Some enlightened countries pro-rata stat days, but New Zealand doesn’t.


> stat day

If you don't know what a "stat day" is (I didn't), it apparently stands for "statutory holidays" which is like public holidays.

During my brief time in the US, I observed that over there the public holidays tend to be something like "nth Friday/Monday of so-and-so month"; that way you get a long weekend. This is how it's done in some other countries as well.

Unfortunately not in my country (where I'm lucky to have both Saturdays and Sundays off! (I should probably move...) ); if a public holiday falls on a Wednesday, you get the Wednesday off. But on the bright side, there's plenty of holidays here.


The employer can fix up the imbalance -- if there are N bank holidays in the year, give all 80% part time workers 0.8N extra days of holiday allowance above their usual amount (etc), and mandate that they cover the bank holidays with days from their allowance if they would normally work them. (My UK employer does this.)


Or just don't have them off by default and add the days to all employees allowance, but always allow people to book them off if they want.

That way if you have a family and are all off you can spend it together, but if you have nothing to do can use it when it better suits you.


It’s time and a half and a day in lieu for working a stat where I am.
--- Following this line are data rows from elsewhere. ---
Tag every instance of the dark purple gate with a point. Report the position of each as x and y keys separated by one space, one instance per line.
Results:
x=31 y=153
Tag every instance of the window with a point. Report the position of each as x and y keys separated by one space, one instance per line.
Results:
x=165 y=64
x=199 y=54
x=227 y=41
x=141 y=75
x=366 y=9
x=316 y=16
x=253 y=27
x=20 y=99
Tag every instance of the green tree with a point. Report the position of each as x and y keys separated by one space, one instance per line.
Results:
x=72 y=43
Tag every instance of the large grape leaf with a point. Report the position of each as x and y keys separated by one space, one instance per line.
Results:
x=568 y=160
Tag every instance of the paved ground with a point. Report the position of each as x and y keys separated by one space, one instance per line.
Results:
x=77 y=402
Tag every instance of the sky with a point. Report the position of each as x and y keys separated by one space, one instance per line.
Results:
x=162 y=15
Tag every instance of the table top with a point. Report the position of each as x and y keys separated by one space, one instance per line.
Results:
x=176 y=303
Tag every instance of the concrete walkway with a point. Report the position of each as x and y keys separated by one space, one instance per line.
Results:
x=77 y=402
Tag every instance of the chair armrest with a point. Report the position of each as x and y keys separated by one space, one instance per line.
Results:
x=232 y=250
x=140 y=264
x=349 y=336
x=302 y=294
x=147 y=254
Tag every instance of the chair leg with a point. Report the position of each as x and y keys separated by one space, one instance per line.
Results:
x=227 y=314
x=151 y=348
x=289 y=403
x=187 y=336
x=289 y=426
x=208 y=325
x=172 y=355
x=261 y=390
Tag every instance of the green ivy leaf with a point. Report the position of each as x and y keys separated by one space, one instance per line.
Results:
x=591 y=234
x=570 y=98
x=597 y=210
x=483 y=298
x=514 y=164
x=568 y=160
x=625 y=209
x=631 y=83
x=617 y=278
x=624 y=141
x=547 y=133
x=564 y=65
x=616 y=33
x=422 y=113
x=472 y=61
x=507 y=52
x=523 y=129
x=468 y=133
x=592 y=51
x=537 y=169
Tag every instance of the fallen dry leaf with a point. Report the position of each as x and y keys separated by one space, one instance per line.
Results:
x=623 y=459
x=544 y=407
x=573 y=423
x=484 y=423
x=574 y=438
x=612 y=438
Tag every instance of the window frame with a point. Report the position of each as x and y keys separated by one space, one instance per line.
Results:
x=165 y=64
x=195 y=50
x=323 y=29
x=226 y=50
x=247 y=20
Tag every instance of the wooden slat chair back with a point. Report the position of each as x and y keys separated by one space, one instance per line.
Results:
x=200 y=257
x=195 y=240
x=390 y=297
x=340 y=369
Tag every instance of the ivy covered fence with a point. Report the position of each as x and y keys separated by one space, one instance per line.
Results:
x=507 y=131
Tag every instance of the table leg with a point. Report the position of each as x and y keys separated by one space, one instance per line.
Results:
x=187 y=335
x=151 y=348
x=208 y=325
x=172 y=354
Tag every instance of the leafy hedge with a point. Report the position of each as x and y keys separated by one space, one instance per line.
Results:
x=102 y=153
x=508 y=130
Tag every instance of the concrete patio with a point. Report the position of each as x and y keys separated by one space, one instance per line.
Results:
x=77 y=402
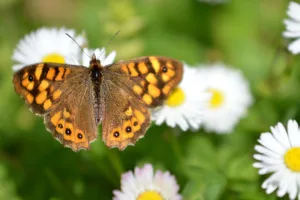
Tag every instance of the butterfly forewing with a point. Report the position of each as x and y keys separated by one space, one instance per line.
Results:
x=129 y=89
x=63 y=95
x=150 y=79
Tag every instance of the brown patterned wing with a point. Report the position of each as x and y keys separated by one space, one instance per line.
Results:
x=152 y=78
x=129 y=88
x=125 y=119
x=63 y=95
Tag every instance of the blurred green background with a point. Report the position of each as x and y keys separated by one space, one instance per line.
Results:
x=244 y=34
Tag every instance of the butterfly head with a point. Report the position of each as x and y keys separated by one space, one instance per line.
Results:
x=96 y=68
x=95 y=63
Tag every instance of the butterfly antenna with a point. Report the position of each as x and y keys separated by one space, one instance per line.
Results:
x=78 y=45
x=111 y=39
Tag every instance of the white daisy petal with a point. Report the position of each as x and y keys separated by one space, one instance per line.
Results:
x=144 y=182
x=278 y=153
x=293 y=27
x=185 y=105
x=47 y=45
x=230 y=96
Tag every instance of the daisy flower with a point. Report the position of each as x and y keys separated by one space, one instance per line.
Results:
x=293 y=27
x=47 y=45
x=184 y=106
x=144 y=184
x=230 y=97
x=100 y=55
x=278 y=153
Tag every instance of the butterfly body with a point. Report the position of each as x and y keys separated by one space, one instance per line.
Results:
x=75 y=99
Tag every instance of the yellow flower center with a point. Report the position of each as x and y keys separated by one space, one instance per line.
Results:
x=150 y=195
x=176 y=98
x=292 y=159
x=54 y=57
x=217 y=98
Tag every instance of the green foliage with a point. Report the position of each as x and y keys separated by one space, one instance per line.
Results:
x=243 y=34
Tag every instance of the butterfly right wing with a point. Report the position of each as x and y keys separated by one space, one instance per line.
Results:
x=63 y=95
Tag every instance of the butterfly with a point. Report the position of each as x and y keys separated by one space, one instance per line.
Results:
x=75 y=99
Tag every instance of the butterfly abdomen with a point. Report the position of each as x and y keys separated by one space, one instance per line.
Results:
x=96 y=74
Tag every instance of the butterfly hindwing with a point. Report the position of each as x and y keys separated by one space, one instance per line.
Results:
x=63 y=95
x=125 y=120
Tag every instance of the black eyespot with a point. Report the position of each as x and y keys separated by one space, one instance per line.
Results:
x=164 y=69
x=68 y=131
x=128 y=129
x=30 y=78
x=116 y=134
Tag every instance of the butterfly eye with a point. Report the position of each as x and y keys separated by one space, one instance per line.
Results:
x=30 y=78
x=79 y=135
x=128 y=129
x=164 y=69
x=116 y=134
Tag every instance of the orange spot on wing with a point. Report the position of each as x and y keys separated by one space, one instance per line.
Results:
x=153 y=91
x=43 y=85
x=29 y=98
x=60 y=74
x=30 y=86
x=124 y=68
x=56 y=94
x=47 y=104
x=66 y=114
x=132 y=70
x=151 y=78
x=54 y=119
x=68 y=71
x=25 y=82
x=41 y=97
x=140 y=117
x=60 y=127
x=135 y=124
x=127 y=134
x=38 y=71
x=69 y=133
x=50 y=73
x=147 y=99
x=166 y=90
x=137 y=89
x=155 y=64
x=80 y=136
x=128 y=112
x=142 y=68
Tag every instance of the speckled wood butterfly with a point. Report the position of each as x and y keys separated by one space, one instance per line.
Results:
x=75 y=99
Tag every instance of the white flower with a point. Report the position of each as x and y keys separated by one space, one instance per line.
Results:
x=230 y=98
x=279 y=153
x=293 y=27
x=144 y=184
x=184 y=106
x=100 y=55
x=48 y=45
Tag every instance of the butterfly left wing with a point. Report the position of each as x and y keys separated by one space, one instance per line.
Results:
x=63 y=95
If you work it much outside 8.30-5 penal rates rise, but that part is employer specific rather than legislated.


It mentions a fish and chip shop and an education facility.
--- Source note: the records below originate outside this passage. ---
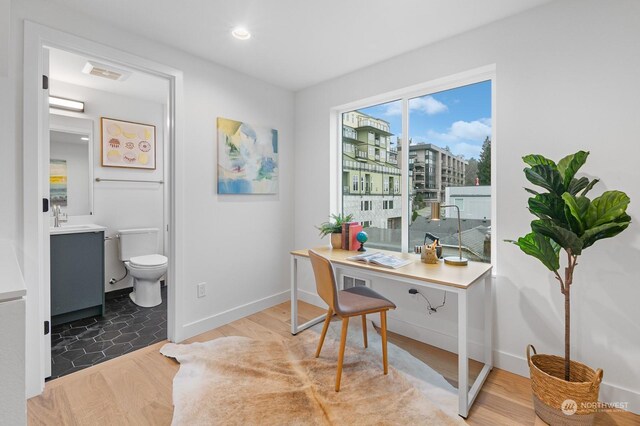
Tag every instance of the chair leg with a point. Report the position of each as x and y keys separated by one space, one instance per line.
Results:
x=383 y=325
x=325 y=327
x=364 y=331
x=343 y=341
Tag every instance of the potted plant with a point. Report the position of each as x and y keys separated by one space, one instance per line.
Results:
x=566 y=391
x=334 y=228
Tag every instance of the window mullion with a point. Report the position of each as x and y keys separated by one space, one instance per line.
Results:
x=404 y=176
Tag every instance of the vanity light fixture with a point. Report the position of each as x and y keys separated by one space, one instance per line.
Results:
x=66 y=104
x=241 y=33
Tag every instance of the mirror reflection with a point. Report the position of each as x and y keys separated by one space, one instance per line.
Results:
x=70 y=175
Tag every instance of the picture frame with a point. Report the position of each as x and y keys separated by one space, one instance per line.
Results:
x=127 y=144
x=247 y=158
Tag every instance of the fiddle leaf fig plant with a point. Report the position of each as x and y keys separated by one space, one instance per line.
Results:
x=568 y=220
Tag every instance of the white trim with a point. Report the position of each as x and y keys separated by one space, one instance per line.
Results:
x=477 y=75
x=36 y=38
x=233 y=314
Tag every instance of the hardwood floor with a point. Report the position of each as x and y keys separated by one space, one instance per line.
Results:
x=136 y=388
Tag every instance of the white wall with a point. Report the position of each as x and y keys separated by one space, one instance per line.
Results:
x=236 y=244
x=567 y=79
x=121 y=205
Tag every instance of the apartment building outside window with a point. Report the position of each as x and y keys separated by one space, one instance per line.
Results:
x=445 y=134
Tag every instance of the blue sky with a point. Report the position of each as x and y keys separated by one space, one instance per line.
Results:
x=459 y=118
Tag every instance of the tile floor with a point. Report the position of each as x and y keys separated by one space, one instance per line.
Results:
x=124 y=327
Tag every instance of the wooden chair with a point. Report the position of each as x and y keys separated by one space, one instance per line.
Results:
x=346 y=304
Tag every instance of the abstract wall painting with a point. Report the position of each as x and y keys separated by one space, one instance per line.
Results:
x=127 y=144
x=247 y=158
x=58 y=182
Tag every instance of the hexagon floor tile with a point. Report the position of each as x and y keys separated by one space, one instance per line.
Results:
x=125 y=327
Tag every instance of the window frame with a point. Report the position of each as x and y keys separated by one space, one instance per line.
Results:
x=485 y=73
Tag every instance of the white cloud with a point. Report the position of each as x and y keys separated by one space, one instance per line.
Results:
x=463 y=137
x=427 y=104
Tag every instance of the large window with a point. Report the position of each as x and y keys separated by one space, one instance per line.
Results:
x=448 y=160
x=378 y=200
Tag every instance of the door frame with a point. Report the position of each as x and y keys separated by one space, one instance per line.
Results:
x=36 y=38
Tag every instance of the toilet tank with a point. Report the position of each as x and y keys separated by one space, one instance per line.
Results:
x=138 y=242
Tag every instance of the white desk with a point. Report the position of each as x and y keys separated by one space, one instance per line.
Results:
x=454 y=279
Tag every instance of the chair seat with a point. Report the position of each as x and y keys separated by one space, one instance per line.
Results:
x=360 y=299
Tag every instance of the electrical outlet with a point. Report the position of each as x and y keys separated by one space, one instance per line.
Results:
x=202 y=289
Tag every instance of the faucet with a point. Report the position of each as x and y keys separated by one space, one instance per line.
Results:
x=58 y=216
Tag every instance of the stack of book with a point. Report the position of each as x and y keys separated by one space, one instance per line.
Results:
x=349 y=232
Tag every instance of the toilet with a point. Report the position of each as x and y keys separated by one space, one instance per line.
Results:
x=139 y=252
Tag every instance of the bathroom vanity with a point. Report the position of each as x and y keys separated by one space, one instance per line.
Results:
x=77 y=272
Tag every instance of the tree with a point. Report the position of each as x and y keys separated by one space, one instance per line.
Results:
x=471 y=172
x=567 y=219
x=484 y=164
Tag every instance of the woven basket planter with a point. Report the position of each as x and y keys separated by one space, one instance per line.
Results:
x=557 y=401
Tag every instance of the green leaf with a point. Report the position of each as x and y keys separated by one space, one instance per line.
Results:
x=567 y=239
x=606 y=230
x=577 y=185
x=538 y=160
x=539 y=247
x=531 y=191
x=569 y=165
x=607 y=208
x=545 y=176
x=547 y=206
x=575 y=209
x=590 y=186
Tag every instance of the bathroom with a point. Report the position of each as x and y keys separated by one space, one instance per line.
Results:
x=108 y=210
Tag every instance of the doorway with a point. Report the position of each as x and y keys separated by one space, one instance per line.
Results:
x=38 y=40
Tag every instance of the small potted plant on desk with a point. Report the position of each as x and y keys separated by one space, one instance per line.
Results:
x=565 y=392
x=334 y=228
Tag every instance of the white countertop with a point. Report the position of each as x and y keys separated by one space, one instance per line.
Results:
x=11 y=283
x=76 y=229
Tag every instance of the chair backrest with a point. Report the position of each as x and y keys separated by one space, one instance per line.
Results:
x=325 y=279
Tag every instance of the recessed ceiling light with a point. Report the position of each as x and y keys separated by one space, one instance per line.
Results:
x=241 y=33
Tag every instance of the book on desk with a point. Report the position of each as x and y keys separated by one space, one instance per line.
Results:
x=379 y=259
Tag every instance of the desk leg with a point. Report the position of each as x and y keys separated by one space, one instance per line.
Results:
x=488 y=322
x=294 y=295
x=463 y=357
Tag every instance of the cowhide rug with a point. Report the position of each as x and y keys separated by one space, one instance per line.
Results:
x=242 y=381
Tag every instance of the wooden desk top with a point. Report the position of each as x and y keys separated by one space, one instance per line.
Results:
x=440 y=273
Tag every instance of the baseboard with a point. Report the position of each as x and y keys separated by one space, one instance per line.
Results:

I’d guess that the bulk of fish and chips are sold outside 9-5 Monday to Friday, and that there would be rioting in the streets if school days were reduced 20%.


> there would be rioting in the streets if school days were reduced 20%

Why not move schools to a four-day week, too? If it works for adults at work, I'm sure children would see similar benefits. We already know that typical school hours deprive children of much needed rest.


Why not move schools to a four-day week, too?

Because the unspoken advantage of a four-day week is you get an entire day to yourself without your kids.


I absolutely hate it when parents respond to questions like this, but…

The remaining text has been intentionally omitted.